She raised her eyes to his inquiringly, but was too generous to demand a secret in exchange for what she had done. Only, as she went with him to the dining-room, she let these words slip out quietly, like a prayer:

“Be nice to father, and I shall love you still more.”

Dinner passed without incident, thanks to the presence of Raymond Bercy, which made the meeting of father and son less trying. In the evening Maurice withdrew at an early hour, making the excuse of a headache. He went to his mother’s room, where she lay in bed still suffering. In his soul’s anguish he embraced the invalid in the darkness. She knew him by his kiss, and feebly called him by his name, patting his face with her hands. He stifled a sob and went out. Love condemned him to such cruelties.

He packed his valise lightly, so that he might carry it himself to the station, and put all the money he had in a pocket-book. With the loans he had raised that night, and Margaret’s, it made altogether a little more than five thousand francs, a total which seemed to him in his inexperience an important sum of money. Next he packed up the few pieces of jewelry that belonged to him and might be turned to account, and then, his toilette for the execution made, sat down and waited like a criminal condemned to death for the hour that should deliver him to his beloved. His reason, his infallible reason, sustained him in his resolve, represented to him the beauty of living his life freely and in his own way, rather than taking his place as the last of his class in the uninterrupted line of the Roquevillards.

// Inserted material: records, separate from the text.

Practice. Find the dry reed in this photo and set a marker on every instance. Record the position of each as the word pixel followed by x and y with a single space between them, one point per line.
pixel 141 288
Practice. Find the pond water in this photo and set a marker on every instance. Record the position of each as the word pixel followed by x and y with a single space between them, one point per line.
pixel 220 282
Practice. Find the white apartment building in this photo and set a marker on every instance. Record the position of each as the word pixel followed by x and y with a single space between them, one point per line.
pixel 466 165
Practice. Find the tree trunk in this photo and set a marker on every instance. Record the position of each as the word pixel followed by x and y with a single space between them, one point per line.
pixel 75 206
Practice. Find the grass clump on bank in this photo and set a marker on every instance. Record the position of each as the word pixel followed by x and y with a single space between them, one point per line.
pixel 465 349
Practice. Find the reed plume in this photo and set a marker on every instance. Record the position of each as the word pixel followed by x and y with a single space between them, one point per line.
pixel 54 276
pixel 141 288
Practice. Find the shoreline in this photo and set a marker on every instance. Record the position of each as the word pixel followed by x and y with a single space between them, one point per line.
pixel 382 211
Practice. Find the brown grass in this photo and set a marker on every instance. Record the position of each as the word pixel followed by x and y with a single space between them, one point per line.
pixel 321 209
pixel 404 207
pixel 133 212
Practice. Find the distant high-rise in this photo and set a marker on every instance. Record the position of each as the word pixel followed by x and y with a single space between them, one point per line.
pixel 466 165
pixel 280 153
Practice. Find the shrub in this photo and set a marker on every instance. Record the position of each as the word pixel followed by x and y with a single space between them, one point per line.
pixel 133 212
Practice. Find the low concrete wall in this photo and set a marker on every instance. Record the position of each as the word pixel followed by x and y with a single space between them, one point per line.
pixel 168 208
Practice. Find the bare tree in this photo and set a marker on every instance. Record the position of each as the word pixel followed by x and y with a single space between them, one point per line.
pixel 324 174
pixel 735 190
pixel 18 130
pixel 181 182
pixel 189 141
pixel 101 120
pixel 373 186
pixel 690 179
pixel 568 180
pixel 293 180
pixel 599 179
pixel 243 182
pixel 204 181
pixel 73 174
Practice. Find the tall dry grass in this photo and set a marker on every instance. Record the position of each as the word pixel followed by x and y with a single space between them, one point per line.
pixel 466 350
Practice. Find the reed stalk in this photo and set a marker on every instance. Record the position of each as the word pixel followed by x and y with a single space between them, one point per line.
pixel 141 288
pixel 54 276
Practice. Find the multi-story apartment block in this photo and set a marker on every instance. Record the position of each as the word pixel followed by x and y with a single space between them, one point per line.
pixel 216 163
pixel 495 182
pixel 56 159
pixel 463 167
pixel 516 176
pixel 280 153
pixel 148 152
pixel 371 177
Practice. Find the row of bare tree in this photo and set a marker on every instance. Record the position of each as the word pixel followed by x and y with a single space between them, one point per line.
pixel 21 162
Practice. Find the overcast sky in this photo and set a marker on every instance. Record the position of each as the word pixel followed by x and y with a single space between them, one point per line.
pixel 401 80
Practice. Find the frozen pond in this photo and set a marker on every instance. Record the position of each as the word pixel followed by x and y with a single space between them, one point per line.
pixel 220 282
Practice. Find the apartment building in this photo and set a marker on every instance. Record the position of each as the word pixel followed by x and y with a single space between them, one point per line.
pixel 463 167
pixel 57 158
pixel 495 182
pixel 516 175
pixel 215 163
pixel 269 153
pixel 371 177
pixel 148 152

... Reassured by Maurice’s attitude, and by a half confidence on the part of Margaret, Mr. Roquevillard went to bed and asleep without any immediate concern, deciding first, however, that he would send his son away from Chambéry. He would write to an old friend that he had done various good turns for at one time and another, who had knocked about the world a good deal and squandered his inheritance, but who was now settled in Tunis as a lawyer, and had prospered there. He had lately expressed in his letters a desire to retire from practice, or at least to take in an assistant. At twenty-four such a voyage, such a life, with all its novelty, might mean forgetfulness, salvation, for Maurice.

In the night he thought he heard a door open and shut, but silence descending on the house again, he fancied he must have been mistaken, and tried to get to sleep once more. After a rather long struggle, he lighted a match, and looked at his watch, which showed half an hour past midnight. He rose and left his room. At the end of the hall a ray of light appeared beneath Maurice’s door. He went up to it, listened, and hearing no sound, he knocked. There was no response, and after some hesitation he went in.

“He must have forgotten to put out his lamp,” he tried to persuade himself, anxiety already beginning to torment him.

With one glance he saw that the bed was untouched, that a drawer had been emptied. He went back to his own room, dressed in haste and ran like a young man, despite his sixty years, to the railway station. The time for the express to Italy must have passed, but there was still a last train in the direction of Geneva. An employee, who recognised him, gave him his information. Maurice had gone away with her. They had taken their tickets for Turin.

Alone there in the night he gave a groan, like some oak straining at the first blow of the axe. But, like the oak, too, he was full of resistance, and stiffened himself against fate.

It was not possible that a whole race, a family, not possible even that one life, could be compromised by a single youthful fault. He would find his son again, sooner or later, and bring him home. Or else fate would take charge of him as of the prodigal son; and as in the parable, too, he would be weak enough to kill the fatted calf on his return, instead of loading him with reproaches. The paternal hearth: there one comes back to dress one’s wounds, certain of not being turned away. A husband may desert his wife, a woman her husband, ungrateful children may desert their father and mother: a father and mother can never abandon their child, even if the whole world should give him up.